Natürlich müssen Sendeminuten gefüllt werden, wollen wir alle uns informiert fühlen. Aber einer der wichtigsten Grundsätze, zumindest für Journalist*innen, ist noch immer das Augstein-Zitat "Sagen, was ist". Und eben nicht zu raten oder zu hoffen. Ruck berichtete, dass die Menschen in Moskau schon besorgt gewesen seien, aber sie nicht davon ausgeht, dass sich aktuell etwas an Putins guten Umfragewerten ändert. "Subkutan" würde der Putschversuch aber schon wirken, "das vergessen die Leute nicht", so die Korrespondentin, auch wenn russische Medien aktuell versuchen würden, das Narrativ der Geschehnisse zu beeinflussen.

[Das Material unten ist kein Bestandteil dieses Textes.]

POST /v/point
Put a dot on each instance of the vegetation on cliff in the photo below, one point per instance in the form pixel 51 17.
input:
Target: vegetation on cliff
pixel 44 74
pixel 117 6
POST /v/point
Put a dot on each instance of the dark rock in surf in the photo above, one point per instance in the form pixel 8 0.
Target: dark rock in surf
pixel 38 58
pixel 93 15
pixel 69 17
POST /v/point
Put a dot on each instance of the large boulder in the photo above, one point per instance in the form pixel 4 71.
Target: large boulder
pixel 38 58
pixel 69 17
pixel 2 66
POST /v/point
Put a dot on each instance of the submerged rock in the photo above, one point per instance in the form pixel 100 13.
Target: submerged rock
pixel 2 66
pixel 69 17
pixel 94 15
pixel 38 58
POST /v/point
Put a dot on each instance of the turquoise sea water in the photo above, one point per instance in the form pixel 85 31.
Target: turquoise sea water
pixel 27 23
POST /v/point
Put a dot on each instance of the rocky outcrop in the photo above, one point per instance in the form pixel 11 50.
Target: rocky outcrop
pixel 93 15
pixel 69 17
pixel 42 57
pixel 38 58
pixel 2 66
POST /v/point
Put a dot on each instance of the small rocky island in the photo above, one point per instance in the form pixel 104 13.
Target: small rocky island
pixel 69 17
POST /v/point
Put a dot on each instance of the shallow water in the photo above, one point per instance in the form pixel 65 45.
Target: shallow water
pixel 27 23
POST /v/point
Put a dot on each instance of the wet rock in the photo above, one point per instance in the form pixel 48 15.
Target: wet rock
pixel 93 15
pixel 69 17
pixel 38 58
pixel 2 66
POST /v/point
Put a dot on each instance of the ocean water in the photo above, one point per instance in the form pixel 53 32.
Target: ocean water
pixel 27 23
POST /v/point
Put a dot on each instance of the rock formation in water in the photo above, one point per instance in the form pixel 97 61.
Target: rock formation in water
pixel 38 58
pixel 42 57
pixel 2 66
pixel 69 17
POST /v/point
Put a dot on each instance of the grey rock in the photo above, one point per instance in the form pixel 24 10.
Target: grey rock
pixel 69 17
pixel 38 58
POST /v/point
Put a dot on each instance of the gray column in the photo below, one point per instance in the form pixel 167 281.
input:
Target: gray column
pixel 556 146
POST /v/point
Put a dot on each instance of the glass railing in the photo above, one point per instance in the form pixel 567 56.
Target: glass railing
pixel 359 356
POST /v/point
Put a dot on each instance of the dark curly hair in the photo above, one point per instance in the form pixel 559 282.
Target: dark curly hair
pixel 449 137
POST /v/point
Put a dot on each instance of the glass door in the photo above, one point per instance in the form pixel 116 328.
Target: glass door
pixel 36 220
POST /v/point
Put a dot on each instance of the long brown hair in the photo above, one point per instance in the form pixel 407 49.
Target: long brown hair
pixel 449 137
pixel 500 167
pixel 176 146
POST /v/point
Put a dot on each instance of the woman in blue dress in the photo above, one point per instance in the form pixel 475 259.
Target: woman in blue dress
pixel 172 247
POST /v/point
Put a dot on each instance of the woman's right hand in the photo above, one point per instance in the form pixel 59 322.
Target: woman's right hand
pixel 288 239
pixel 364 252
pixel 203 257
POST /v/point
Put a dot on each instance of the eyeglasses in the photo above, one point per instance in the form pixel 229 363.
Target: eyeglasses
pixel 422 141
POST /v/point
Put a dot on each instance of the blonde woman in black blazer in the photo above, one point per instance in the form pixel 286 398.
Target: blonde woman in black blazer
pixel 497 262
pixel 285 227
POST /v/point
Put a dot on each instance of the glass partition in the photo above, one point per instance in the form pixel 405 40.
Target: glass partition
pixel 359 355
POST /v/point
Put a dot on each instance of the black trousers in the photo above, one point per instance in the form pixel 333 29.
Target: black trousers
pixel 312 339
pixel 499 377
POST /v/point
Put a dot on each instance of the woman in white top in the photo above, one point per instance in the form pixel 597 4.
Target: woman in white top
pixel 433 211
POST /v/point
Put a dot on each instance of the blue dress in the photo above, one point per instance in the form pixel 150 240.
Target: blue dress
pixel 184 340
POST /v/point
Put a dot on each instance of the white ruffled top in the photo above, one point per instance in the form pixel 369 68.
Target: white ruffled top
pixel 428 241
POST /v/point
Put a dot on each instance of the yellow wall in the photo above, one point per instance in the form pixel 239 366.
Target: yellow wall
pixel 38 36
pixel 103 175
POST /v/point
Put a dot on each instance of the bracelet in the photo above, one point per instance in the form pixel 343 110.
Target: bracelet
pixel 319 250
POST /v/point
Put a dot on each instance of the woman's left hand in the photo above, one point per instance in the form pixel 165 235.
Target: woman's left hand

Auf die Frage, ob die Russen Putin ihr Vertrauen entziehen würden, gab Ruck an, keine belastbare Aussage machen zu können. Sie hatte laut eigener Aussage auch nicht mit genug Russen gesprochen, um ein Meinungsbild abgeben zu können. Die Menschen müssten, so Ruck, erst mal verstehen, was passiert ist und das braucht Zeit. Die Unsicherheit im Land könnte steigen und das könnte zu einem schlechteren Wahlergebnis führen. Aber zum jetzigen Zeitpunkt sei all das nur Spekulation.

Immerhin waren die Anwesenden schlau genug, nicht auch noch über den Verbleib von Prigoschin zu spekulieren oder zu erraten, ob und wie dessen Leben weitergeht. Carlo Masala wies nur darauf hin, dass das Leben des Wagner-Chefs in Gefahr sei. "Mir würde das nicht leidtun, er ist ein Massenmörder", so Masala, der nun für den Rest seines Lebens nicht mehr sicher sei. Aktuell ist unbekannt, wo der Wagner-Chef sich überhaupt aufhält. 

Waren andere Geheimdienste besser informiert als der BND?

Roderich Kiesewetter wollte im Talk vor allem einen Punkt machen: Es sei wichtig, dass die Unterstützung für die Ukraine jetzt nicht nachlasse, insbesondere die Krim müsse wieder stärker in den Fokus rücken. Die militärische Unterstützung, neue Waffenlieferungen und die Entlastung der USA seien wichtig, weil all diese Hilfen dazu beitragen könnten, Russland zu schwächen.

Anne Will wollte vom Oberst a.D. wissen, ob die US-amerikanischen Geheimdienste mehr Wissen hätten als die deutschen. "Der BND war genauso informiert wie die CIA", gab Kiesewetter zurück und wies darauf hin, dass der "Zerfall einer Diktatur" nicht vorhersehbar sei.

Es gab Anzeichen dafür, dass etwas geschehen würde. Sabine Adler führte aus, dass neben der Unzufriedenheit Prigoschins mit der Ausstattung des Militärs und der Ausführung von Operationen vor allem die Tatsache, dass ab dem 1. Juli Privatarmeen dem russischen Militär zugeordnet werden, die Situation verschärft hätte.

Die Schalte zu Vassili Golod nach Kiew holte den andauernden Krieg zurück in die deutschen Wohnzimmer. Denn es gab einen Luftalarm in der ukrainischen Hauptstadt, der Korrespondent schickte voraus, dass seine Kolleg*innen die Situation beobachten würden, während er Eindrücke wiedergab.

In der Ukraine gäbe es weiterhin die konkrete Hoffnung auf mehr Unterstützung und eine "Kampfjetkoalition". Sowohl Lars Klingbeil als auch Roderich Kiesewetter warben für diese Idee, wenn auch mit unterschiedlichem Nachdruck. Auch an dieser Front herrscht momentan viel Hoffen und Wünschen.